Leukemia inhibitory factor and bone morphogenetic protein signaling pathways play important roles in maintaining the self‐renewal of mouse embryonic stem cells (ESCs). In contrast, the supplementation of fibroblast growth factor 2 (FGF2) in culture promotes mouse ESC differentiation. It has been proposed that factors that are adverse for maintaining the self‐renewal of ESCs might play detrimental roles in the transcription factor‐mediated reprogramming of somatic cells to pluripotency.

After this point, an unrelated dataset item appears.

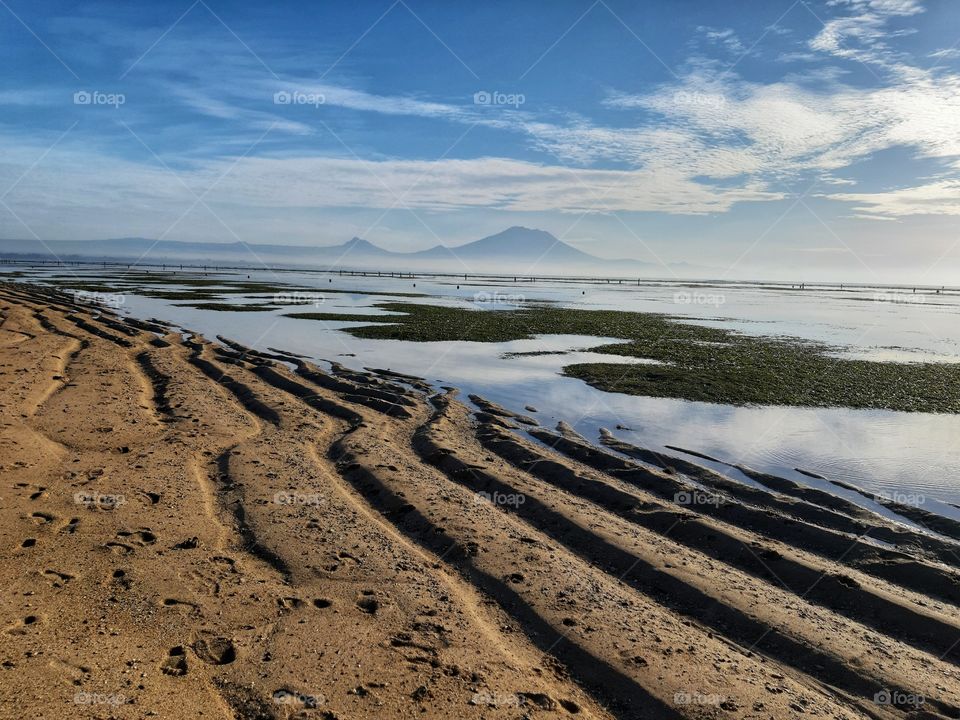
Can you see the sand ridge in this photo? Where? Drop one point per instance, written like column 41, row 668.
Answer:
column 196, row 529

However, recent evidence has revealed that reprogramming efficiency could be improved by FGF2, while the underlying molecular mechanism remains unknown. In this study, we dissected the roles of FGF2 in promoting mouse fibroblast reprogramming and disclosed the molecular mechanism behind this process. We used both primary induction and secondary inducible reprogramming systems and demonstrated that supplementation with FGF2 in the early phase of induced pluripotent stem cell induction could significantly increase reprogramming efficiency. Moreover, we discovered that many extracellular matrix candidate genes were significantly downregulated in fibroblasts treated with FGF2, and in particular, the synthesis of collagen could be greatly reduced by FGF2 treatment. Subsequently, we demonstrated that collagen is a barrier for reprogramming fibroblast cells to pluripotency, and the decreasing of collagen either by collagenase treatment or downregulation of collagen gene expression could significantly improve the reprogramming efficiency. Our results reveal a novel role of the extracellular matrix in mediating fibroblasts reprogramming. STEM CELLS 2013;31:729–740

Mice Cloned from Induced Pluripotent Stem Cells (iPSCs)

Differentiated somatic cells of various species can be reprogrammed into induced pluripotent stem cells (iPSCs) by ectopically expressing a combination of several transcription factors that are highly enriched in embryonic stem cells (ESCs). The generation of iPSCs in large animals has raised the possibility of producing genetically modified large animals through the nuclear transplantation approach. However, it remains unknown whether iPSCs could be used for generating cloned animals through the nuclear transfer method. Here, we show the successful production of viable cloned mice from inducible iPSCs through the nuclear transfer approach, and the efficiency is similar to that of using ESCs derived via normal fertilization. Furthermore, the cloned mice are fertile and can produce second-generation offspring. These efforts strengthen the possibility of utilizing iPSCs to generate gene-modified large animals for pharmaceutical purposes in the future.